Dynamic routing is typically used in the core of the Internet and static routing such as that shown here is more common in the periphery of the Internet. Unless you are running a substantial Internet Service Provider (ISP) or a large corporate network, static routes are usually for you.
This then is the typical packet and datagram sequence that will happen when you get a web page from a remote Internet site assuming everything works right:
You send an ARP request to your gateway to find it's MAC address. (If the DNS is on your local network, this process is delayed until after the DNS lookup is completed and an ARP request for the DNS IP address is used here).
The answer comes back.
You send a DNS lookup UDP datagram to the first nameserver appearing in '/etc/resolv.conf' asking for the IP address of the desired remote site, using the destination IP address of the DNS server and the MAC address of your gateway.
The DNS responds with the requested IP address in a DNS response datagram.
You send a 'SYN' datagram to start a TCP session on port 80 (normally the web port) using the destination address provided by the DNS lookup with the MAC address of your gateway.

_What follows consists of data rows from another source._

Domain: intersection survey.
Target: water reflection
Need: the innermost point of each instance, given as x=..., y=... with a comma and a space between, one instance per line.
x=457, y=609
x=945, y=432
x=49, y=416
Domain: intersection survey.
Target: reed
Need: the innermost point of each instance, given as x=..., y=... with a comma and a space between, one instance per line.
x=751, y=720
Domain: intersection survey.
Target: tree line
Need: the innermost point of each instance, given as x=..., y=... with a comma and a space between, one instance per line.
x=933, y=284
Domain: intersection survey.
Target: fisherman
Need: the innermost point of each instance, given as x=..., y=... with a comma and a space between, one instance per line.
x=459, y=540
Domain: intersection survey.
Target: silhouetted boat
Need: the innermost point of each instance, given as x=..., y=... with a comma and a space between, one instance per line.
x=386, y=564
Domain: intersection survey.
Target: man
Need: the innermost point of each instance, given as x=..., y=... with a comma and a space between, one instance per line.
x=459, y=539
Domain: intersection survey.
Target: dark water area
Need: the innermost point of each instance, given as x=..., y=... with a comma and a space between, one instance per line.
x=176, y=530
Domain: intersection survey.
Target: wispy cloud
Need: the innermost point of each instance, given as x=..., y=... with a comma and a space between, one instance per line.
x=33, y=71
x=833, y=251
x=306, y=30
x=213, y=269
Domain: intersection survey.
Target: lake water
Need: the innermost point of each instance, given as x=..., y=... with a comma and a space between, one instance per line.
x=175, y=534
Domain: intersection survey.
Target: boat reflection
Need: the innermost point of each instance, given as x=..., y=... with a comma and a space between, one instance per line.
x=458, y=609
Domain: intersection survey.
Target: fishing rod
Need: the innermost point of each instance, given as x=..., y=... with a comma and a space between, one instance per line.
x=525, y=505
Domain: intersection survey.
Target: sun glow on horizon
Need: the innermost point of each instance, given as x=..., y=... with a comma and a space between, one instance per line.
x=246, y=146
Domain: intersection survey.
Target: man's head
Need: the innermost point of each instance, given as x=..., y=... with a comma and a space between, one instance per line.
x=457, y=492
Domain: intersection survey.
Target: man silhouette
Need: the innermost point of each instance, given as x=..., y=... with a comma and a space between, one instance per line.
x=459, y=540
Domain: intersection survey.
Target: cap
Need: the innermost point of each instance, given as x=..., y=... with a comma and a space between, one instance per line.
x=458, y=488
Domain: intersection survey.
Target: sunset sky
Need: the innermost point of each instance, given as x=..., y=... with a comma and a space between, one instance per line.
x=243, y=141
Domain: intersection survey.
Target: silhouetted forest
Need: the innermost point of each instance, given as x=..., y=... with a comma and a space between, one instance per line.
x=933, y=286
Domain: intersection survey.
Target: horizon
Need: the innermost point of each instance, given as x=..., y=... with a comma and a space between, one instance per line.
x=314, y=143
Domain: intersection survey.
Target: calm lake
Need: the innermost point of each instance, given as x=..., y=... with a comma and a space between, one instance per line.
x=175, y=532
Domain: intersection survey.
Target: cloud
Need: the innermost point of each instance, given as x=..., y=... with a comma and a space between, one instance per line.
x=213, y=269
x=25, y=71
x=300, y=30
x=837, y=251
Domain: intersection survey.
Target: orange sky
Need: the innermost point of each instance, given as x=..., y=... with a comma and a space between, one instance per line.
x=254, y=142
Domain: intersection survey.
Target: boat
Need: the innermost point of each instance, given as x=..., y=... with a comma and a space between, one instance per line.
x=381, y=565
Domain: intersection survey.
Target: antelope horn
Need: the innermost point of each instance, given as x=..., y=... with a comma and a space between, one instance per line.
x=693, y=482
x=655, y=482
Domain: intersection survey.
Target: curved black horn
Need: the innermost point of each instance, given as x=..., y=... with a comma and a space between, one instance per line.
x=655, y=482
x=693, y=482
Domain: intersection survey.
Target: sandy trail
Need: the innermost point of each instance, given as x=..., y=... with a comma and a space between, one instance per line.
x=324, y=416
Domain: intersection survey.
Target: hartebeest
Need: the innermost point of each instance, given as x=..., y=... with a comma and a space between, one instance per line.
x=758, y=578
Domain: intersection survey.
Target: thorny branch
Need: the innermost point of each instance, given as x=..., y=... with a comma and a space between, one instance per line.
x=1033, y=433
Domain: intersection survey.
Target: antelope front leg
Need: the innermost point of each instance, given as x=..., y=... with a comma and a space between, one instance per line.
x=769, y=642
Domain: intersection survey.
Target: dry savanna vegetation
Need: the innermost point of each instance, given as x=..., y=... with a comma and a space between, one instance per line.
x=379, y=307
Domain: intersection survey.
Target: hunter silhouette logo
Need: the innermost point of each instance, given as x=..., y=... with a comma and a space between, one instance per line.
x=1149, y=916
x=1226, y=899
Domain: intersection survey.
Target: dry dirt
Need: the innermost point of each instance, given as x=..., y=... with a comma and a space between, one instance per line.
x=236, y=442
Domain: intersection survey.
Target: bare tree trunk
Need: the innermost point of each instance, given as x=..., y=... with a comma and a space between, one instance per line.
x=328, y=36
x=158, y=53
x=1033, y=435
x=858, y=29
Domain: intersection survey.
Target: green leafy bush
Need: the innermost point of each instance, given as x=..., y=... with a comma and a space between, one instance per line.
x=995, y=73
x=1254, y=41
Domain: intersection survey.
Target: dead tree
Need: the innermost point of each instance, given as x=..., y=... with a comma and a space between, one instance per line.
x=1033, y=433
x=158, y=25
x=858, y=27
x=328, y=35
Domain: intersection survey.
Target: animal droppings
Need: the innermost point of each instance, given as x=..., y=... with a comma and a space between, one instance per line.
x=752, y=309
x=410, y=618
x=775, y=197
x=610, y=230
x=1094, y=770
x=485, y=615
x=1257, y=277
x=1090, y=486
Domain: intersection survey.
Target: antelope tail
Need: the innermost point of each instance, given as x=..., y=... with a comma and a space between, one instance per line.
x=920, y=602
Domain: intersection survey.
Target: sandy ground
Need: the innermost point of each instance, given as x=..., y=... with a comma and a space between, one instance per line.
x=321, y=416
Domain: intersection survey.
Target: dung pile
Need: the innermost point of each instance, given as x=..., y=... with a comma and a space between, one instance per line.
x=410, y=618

You get a 'SYN-ACK' datagram back from the server indicating that it is ready for a TCP session to start.
You send an 'ACK-PSH' datagram back to the server which includes as content your request for a web page using the destination IP address of the web server and the MAC address of your gateway.
You get an 'ACK-PSH' datagram back from the server that includes the requested web content.
You display the content on the screen and send back an 'ACK' datagram to identify that the last response was received using the destination IP address of the web server and the MAC address of your gateway.
You send a 'FIN' datagram to the server to indicate that your TCP session is done using the destination IP address of the web server and the MAC address of your gateway (or it sends one to you first).
And that's how you get a web page. If you have recently gotten the MAC address or the DNS entry, your computer will usually remember this information for subsequent requests and thus save time and effort, however, the time to live on MAC addresses is usually on the order of 15 minutes or less while the time to live on DNS entries is determined by responses from the DNS server.
A variation on this process is readily observable by using a protocol analyzer such as the one provided on White Glove under the Ethereal selection in the Sniffers entry in the Administrator X11 menu:
The process and the corresponding packet numbers are: (3) ARP is used to get the MAC address of 204.7.229.12, (4) The MAC address is returned, (5) DNS request, (6) DNS reply, (7) Gateway ARP request, (8) Gateway ARP reply, (9) The TCP session begins. We will go into this example in more depth in the next chapter.
In this section we have explained how IPv4 datagrams are formatted and used to communicate over the Internet, detailed information on protocol elements from the Internet, shown how to manually configure the most common IP interfaces, routing, and gateways, described how the Internet operates to fetch a web page, and provided an example of this process using a protocol analyzer.